A data boom enables an algorithmic approach to fixed-interest investing
COMPARED with equity investing, bond investing can seem stuck in the dark ages. As hedge funds and asset managers use whizzy algorithms to trade shares automatically, bond-fund managers still often call traders by phone. So when new investing strategies do arise, they make an even bigger splash. “Factor” investing is the latest example.
This is the idea, credited to economists Eugene Fama and Kenneth French, that predictable, persistent factors explain long-term asset returns. Their 1992 model for equities used the size of firms and what became known as “value” (the tendency for cheap assets to outperform pricey ones). Later models added factors such as “momentum” (the tendency of prices to keep moving in the same direction). Factor-based analysis has squeezed active managers (since it explains much of their returns) and helped drive the rise of passive investing. Investors can access factors in equities, often called “smart beta”, through cheap index-tracking funds or exchange-traded funds (ETFs) from the likes of BlackRock and State Street Global Advisors.

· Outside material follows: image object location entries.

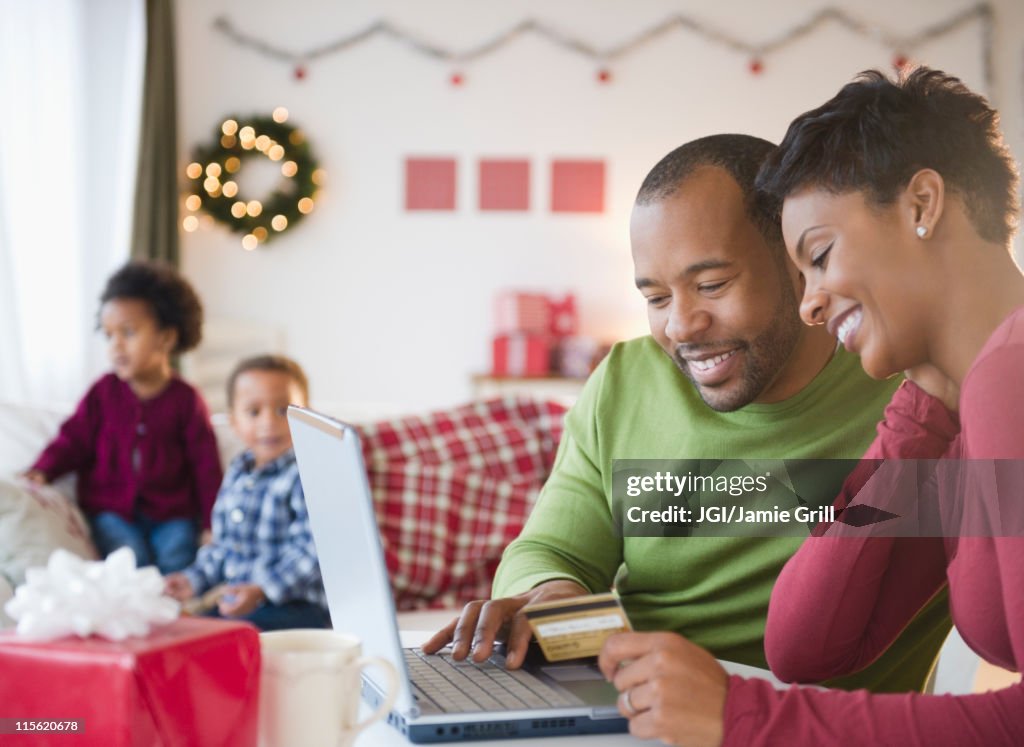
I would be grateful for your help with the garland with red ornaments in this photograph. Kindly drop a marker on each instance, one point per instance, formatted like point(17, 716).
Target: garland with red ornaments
point(902, 46)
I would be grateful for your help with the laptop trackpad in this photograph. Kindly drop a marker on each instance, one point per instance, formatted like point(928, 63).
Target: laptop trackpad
point(583, 680)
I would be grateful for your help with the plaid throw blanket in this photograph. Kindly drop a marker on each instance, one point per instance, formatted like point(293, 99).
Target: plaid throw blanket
point(453, 488)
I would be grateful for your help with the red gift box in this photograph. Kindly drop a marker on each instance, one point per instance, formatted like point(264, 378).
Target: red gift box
point(193, 681)
point(519, 355)
point(564, 321)
point(521, 313)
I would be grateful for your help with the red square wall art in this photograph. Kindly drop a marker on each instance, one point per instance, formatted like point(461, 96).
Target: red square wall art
point(430, 183)
point(504, 184)
point(577, 185)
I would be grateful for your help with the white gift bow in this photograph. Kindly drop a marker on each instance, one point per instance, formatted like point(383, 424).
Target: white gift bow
point(72, 596)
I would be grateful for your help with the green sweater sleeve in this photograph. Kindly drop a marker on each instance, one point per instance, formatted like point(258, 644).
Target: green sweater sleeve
point(569, 533)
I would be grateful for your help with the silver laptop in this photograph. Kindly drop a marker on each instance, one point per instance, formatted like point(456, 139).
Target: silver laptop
point(439, 700)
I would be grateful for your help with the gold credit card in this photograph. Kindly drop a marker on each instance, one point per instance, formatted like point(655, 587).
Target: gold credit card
point(576, 627)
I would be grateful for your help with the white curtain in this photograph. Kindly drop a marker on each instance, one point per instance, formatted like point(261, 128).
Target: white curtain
point(71, 76)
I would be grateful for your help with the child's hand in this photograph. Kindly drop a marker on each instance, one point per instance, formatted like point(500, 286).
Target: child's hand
point(240, 599)
point(35, 475)
point(178, 586)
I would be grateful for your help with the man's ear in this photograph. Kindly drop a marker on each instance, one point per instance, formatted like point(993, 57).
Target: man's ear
point(925, 198)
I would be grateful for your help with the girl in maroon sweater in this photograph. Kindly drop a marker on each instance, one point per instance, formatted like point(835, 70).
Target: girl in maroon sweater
point(898, 207)
point(140, 440)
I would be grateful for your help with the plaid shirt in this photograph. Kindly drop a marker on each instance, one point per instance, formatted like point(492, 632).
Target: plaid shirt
point(261, 534)
point(452, 489)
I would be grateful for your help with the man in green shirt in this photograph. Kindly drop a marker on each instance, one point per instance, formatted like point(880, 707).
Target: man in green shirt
point(728, 372)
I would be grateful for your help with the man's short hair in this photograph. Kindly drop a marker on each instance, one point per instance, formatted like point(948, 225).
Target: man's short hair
point(280, 364)
point(740, 156)
point(876, 133)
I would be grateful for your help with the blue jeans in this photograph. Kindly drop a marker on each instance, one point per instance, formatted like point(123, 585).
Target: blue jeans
point(282, 617)
point(169, 545)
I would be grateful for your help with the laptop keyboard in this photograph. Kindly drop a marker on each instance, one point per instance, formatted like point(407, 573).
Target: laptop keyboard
point(458, 687)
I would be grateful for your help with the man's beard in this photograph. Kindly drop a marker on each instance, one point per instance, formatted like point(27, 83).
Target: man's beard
point(764, 358)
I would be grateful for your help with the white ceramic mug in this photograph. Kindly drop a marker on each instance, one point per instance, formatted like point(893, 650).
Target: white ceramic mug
point(310, 689)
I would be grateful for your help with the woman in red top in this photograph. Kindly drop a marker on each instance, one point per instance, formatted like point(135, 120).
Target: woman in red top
point(898, 204)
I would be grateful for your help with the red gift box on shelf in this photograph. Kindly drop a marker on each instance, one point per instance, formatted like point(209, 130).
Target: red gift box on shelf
point(193, 681)
point(522, 313)
point(521, 355)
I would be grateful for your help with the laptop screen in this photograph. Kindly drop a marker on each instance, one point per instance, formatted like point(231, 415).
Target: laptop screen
point(344, 529)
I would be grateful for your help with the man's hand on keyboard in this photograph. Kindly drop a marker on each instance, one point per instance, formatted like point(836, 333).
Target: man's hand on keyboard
point(483, 622)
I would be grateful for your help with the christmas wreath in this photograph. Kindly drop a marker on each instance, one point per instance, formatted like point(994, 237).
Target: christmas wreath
point(213, 175)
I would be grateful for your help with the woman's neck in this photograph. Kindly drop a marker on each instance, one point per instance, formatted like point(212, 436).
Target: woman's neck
point(985, 286)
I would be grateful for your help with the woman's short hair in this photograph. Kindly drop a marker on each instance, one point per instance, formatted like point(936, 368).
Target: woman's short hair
point(876, 133)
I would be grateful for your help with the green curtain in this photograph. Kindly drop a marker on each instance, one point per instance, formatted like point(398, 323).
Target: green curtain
point(155, 224)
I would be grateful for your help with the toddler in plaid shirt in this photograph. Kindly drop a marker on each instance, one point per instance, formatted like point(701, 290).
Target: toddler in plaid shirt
point(262, 553)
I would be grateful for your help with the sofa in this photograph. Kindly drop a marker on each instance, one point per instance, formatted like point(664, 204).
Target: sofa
point(452, 488)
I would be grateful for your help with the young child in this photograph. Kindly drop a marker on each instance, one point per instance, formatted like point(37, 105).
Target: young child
point(140, 440)
point(262, 549)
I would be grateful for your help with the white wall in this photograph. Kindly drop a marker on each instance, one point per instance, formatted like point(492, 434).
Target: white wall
point(384, 305)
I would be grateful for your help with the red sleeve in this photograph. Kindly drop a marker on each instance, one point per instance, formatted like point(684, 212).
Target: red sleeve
point(757, 714)
point(860, 591)
point(73, 448)
point(201, 450)
point(868, 588)
point(993, 396)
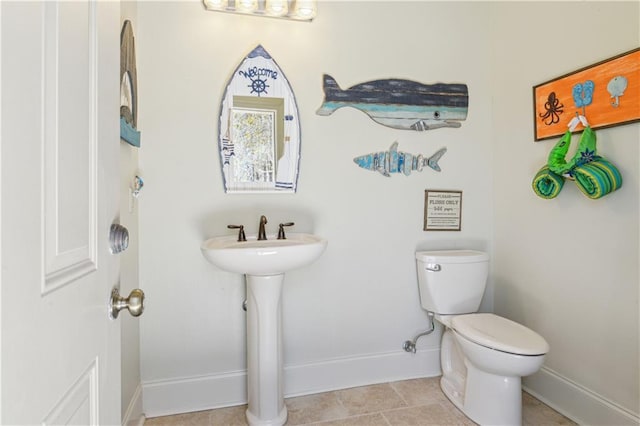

Messrs Fama and French considered factors in bond returns as early as 1993, though not the same ones as for equities (they reckoned, for instance, that for bonds value had “no obvious meaning”). Federal requirements since 2002 to disclose transaction prices and volumes have enabled closer analyses. A recent paper by researchers at AQR Capital Management, a $226bn hedge fund founded by a student of Mr Fama that specialises in factor investing for equities, looks at four factors for global sovereign bonds and American corporate ones: carry (high-yielding bonds beat low-yielding ones), quality (safer assets have better risk-adjusted returns), value and momentum.
These not only would have provided consistently good returns over the past two decades, but were also largely uncorrelated with factors in equity markets, credit risk for bonds and macroeconomic variables such as inflation. Since active bond-fund managers tend to make excess returns mainly by buying riskier bonds, and a traditional bond index-tracking fund means exposure to the firms and countries that issue the most debt, factors provide a third, distinctive investment option.
AQR’s first dedicated fixed-income offering, a fund of American high-yield (that is, junk-rated) bonds, was launched in mid-2016. It outperformed the benchmark index by 2.1 percentage points in its first year, and 2.6 points in its second. Tony Gould of AQR credits not only the factor modelling for its success. He says that the higher cost of trading bonds compared with equities needs to be built into the bond-picking process. The firm has since started two more bond funds. Other such firms that used to focus on equities are looking into bonds, too. Man Numeric, for instance, a quant fund in Boston, wants to apply its expertise in company-level analysis to high-yield bonds.
Among the mass-market offerings are BlackRock’s first smart-beta bond fund, launched in 2015. It switched from active management to index-tracking in 2018, and the firm now has several index-tracking bond ETFs that use factors (mostly quality and value). Fidelity Investments launched two bond factor ETFs in March, and Invesco launched eight on July 25th.
Factor investing for bonds is still so new that many investors have not even heard of it. But opportunities to use it are growing because of recent European regulations mandating price and volume disclosure for bonds. Just five years ago a fund manager would have struggled to find enough data for non-American bonds, says Collin Crownover of State Street Global Advisors. Now the firm is applying quality- and value-factor analysis to corporate bonds in euros and sterling. The way index-trackers and smart-beta approaches laid waste to stock-pickers suggests that managers of active bond funds should be quaking.
Clarification (August 10th 2018): This article was amended to reflect the fact that factors in bonds provide consistent returns, but not necessarily ones correlated with overall bond-market returns.